Papa Francesco scompagina tutti i nostri giochi

Quotidianamente siamo chiamati ad esprimere valutazioni o voti su concorrenti di reality, aspiranti cuochi, casi giudiziari, partite di calcio. Il web in questo caso rappresenta una piattaforma privilegiata, dove ogni post su facebook può ricevere il suo “mi piace” e la popolarità di un intervento o di una foto viene legata così al numero dei consensi, come quando qualcosa su twitter ci colpisce possiamo retweettarlo e renderlo noto ai nostri follower. L’opinione ormai è una massa magmatica che porta alla sua irrilevanza: basta pensare a come spesso i sondaggi sbagliano gli esiti ed i risultati. Ci siamo trasformati in un gigantesco tribunale di rito rapidissimo che emette decine di sentenze al giorno. Siamo diventati un popolo di giudici, ma i primi a non voler essere giudicati siamo noi.

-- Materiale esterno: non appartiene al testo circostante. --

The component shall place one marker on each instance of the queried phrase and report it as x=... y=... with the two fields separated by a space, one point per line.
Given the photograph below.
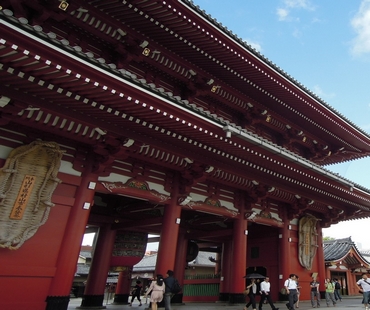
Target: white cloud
x=257 y=46
x=304 y=4
x=288 y=5
x=361 y=25
x=322 y=94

Poi d’improvviso ci viene in soccorso il nostro Papa Francesco evocando un termine che scompagina tutti i nostri giochi, le nostre prospettive, i nostri criteri di giudizio. E annuncia l’indizione di un Anno Santo sulla misericordia, quasi a voler regalare una sorpresa gradita in occasione del secondo anniversario della sua elezione. Inizierà l’8 dicembre prossimo e si concluderà il 20 novembre 2016. Un anno di riconciliazione, di prossimità, di conversione. All’insegna, appunto, della misericordia. Parola che ricorre di sovente nei discorsi di Papa Bergoglio: già quattro giorni dopo la sua ascesa al soglio pontificio nella chiesa parrocchiale di S. Anna in un’omelia a braccio veniva enunciata: “Il messaggio di Gesù è la misericordia, è il messaggio più forte del Signore”.

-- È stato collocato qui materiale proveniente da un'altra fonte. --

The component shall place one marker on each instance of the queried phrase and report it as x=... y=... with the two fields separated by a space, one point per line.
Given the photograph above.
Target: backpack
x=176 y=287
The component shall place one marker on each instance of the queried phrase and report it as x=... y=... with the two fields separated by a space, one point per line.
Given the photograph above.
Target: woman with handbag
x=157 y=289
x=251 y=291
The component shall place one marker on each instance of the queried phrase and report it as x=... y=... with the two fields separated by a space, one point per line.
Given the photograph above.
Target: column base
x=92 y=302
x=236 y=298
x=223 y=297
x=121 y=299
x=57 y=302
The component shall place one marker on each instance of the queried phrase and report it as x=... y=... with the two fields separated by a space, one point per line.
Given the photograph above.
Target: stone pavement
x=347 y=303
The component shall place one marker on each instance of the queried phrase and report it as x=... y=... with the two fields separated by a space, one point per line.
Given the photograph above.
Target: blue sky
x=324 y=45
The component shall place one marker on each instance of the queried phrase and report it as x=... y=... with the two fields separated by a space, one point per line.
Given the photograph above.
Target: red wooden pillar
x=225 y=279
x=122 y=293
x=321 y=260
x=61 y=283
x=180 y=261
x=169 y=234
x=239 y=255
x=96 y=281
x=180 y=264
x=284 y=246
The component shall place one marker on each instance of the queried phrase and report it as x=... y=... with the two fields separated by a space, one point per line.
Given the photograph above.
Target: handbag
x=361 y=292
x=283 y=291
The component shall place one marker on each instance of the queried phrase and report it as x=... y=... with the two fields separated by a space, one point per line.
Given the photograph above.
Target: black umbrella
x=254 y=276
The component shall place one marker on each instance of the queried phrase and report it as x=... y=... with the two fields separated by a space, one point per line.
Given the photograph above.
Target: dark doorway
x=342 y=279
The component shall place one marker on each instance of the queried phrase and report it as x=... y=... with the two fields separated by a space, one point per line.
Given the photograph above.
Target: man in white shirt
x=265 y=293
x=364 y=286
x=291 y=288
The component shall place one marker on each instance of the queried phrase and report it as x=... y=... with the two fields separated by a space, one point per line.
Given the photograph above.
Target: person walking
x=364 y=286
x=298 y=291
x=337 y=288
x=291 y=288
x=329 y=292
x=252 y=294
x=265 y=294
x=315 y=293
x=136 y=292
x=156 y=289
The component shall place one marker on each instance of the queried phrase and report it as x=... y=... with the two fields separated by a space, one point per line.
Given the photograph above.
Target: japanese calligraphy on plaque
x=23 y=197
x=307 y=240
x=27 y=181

Quindi nel primo Angelus che il Papa aveva pronunciato davanti ai tanti fedeli accorsi si era soffermato sul tema della misericordia, citando il teologo cardinale Kasper: “La misericordia è una parola che cambia tutto. E’ il meglio che noi possiamo sentire, cambia il mondo. Un po’ di misericordia rende il mondo meno freddo e più giusto”. Poi sul volo di ritorno dal suo primo viaggio internazionale in Brasile per la Gmg ha ripreso il tasto a lui caro. “Credo che questo sia il tempo della misericordia”. Ovvero una circostanza conveniente, favorevole, un tempo opportuno per un’iniziativa di Dio da cogliere ora, nel presente. Perché “Dio non si stanca mai di perdonare, siamo noi che ci stanchiamo di chiedergli perdono”. E ancora in una lettera inviata all’Università cattolica argentina: “La misericordia non è solo un atteggiamento pastorale, ma è la stessa sostanza del Vangelo”. Un filo rosso che lega ogni suo intervento, quasi a voler preparare il suo popolo ad un cammino che è sì di fatica e sofferenza, ma soprattutto di grazia. Nell’Angelus di quest’anno a gennaio esprimeva il suo forte desiderio che “i luoghi in cui si manifesta la Chiesa, le nostre parrocchie e le nostre comunità diventino delle isole di misericordia in mezzo al mare dell’indifferenza”.

La misericordia non è un sentimento, un qualcosa che ci sentiamo addosso, ma è un rapporto, uno sguardo, un volto su di noi, sulla nostra vita così incisivo da spezzare ogni etichetta che ci portiamo dentro, ogni giudizio che frena le nostre volontà e spesso ci rende incapaci di stare su questa piazza esistenziale che è il mondo. Non sopportandoci, spesso, attraverso le travagliate circostanze che incombono e scatenano i nostri umori, ma desiderando non poco di dire l’ultima parola su tutto, come un giudice dell’ultimo grado della Cassazione. Poi irrompe questo cono di luce e di ripresa che è la misericordia. E “nessuno è escluso – ha sottolineato ancora il Papa nell’omelia che si è conclusa con l’annuncio del Giubileo – dalla misericordia di Dio: tutti conoscono la strada per accedervi e la Chiesa è la casa che tutti accoglie e nessuno rifiuta. Le sue porte permangono spalancate, perché quanti sono toccati dalla grazia possano trovare la certezza del perdono”. Non a caso il rito iniziale del Giubileo è l’apertura della Porta Santa, che viene aperta solo durante l’Anno Santo. E vivere la misericordia è fare esperienza di accoglienza, di apertura, non di porte chiuse o sbarrate. La vita ha tremendamente bisogno di questo. Anche e soprattutto la nostra.